During my son’s family tree assignment, I helped him trace our paternal roots to Ushiri in Zvishavane where I am Karanga moving through Gutu (as a Karanga), then Magangara, Chikomba, as a Zezuru and for part of the family to Dorowa/Bocha now where there are Manyika while another branch are now Korekore in Muzarabani.
Shona is an umbrella label for people who have lived in this country for over
2 000 years.
It is safe to appreciate that nothing materially separates the ancestry of today’s Shona from the Bantu people who populated this country in the later centuries of the first millennium AD.
These people today include the Ndebele, vaZezuru, vaKaranga, vaManyika, vaNdau, vaKorekore, vaNambiya, vaVenda and vaKalanga.
“So who are we then?” my son would ask.
We are neither of those but all of them, I would further confuse him.
If we had to search for an ancient ethnic identity for the Shona, we would have to settle for terms like vaNyai, vaKaranga or vaGova.
Some historians contend Nyai is the oldest collective term for most people who lived on the Zimbabwean plateau and later came to be called Karanga/Kalanga or ‘hole’ or Shona or Ndebele.
These Karanga/Kalanga/Shona/Ndebele have over time incorporated other immigrants in the formation of a largely Shona/Ndebele identity block.
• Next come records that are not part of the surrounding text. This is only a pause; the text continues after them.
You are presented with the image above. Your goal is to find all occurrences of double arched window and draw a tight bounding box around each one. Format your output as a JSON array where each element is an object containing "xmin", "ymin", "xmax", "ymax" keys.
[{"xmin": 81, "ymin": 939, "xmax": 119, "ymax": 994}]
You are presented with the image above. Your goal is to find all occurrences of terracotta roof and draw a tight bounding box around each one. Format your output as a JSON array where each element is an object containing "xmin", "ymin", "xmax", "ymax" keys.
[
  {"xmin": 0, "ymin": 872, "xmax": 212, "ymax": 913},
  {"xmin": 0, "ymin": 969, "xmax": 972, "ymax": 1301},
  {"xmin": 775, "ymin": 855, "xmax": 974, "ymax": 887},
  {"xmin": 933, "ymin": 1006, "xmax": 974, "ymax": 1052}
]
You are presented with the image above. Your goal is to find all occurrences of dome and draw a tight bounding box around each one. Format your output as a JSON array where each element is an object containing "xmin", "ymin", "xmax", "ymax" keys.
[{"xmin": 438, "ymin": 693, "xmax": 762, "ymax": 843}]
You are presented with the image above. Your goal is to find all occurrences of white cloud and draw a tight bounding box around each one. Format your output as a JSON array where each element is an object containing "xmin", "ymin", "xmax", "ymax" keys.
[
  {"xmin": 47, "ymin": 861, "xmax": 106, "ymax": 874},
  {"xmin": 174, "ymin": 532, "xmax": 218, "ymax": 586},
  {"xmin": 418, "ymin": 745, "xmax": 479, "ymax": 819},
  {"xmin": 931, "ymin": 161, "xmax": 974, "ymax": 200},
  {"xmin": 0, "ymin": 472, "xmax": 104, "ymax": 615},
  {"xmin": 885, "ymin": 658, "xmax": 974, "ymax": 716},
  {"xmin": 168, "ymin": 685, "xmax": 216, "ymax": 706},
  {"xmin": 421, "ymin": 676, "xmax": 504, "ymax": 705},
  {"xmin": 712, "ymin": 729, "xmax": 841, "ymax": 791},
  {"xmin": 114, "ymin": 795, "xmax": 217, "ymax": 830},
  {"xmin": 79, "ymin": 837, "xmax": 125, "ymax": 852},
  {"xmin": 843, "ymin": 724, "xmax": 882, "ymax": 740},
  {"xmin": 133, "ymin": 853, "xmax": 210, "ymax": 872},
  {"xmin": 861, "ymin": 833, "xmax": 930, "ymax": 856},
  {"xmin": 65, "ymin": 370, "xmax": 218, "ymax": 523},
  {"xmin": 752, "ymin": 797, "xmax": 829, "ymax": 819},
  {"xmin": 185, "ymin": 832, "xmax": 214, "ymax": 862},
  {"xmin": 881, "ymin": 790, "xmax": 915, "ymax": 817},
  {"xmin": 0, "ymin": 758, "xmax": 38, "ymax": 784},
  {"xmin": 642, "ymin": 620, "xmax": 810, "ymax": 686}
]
Ndebele here refers to the Nyai who took up Ndebele language and customs and today dominate the Ndebele ethnic grouping.
Within the body politic, especially from the 1970s we have seen spirited attempts to further break these broad identities along dialect lines.
Karanga, meaning either ‘children of the junior wife’ or ‘people of the sun’; Kalanga, is an old ethnic label for most Zimbabweans.
The late Edson Zvobgo was right on the mark when he is reputed to have jokingly remarked, with reference to the Unity Accord: “Hakuchina muShona kana muNdewere, tese taamaKaranga!”
We have always been.
Nyai was a ‘Karanga’ term for a ‘client son-in-law’.
This was born out of the kutema ugariri (bonded labour when a person works for his in-laws in lieu of the bride price) marriage arrangement.
In the Mutapa state, the term came to refer to a warrior client class of vatumwa who formed the core of the Mutapa army.
When Changamire Dombo and a Nyai regiment broke up to found the Rozvi state, Nyai came to be used interchangeably with Rozvi.
Nyai was also understood to mean ‘follower’, consistent with client mukuwasha or client warrior concepts.
Historically, vaNyai have also been associated with plateau/highland settlements.
Other subordinate concepts associated with the Nyai include ‘inferiors’, ‘slaves’ and ‘messengers’.
Today we use ‘munyai’ as a marriage intermediary and so by extension, we see munyai/sadombo as a son-in-law, ‘mukuwasha’.
We know that 19th Century Europeans initially referred to part of this country as ‘Banyailand’ before later splitting this to Ndebele state and Mashonaland.
Therefore, any attempt to map Zimbabwean cultural identities must be grounded in historical appreciation of these Nyai/Karanga identities.
Family trees are a good starting point for our children to deepen their understanding of national identities without the albatross of colonially created ethnic labels.
The Shona/Ndebele are one people; Nyai/Karanga.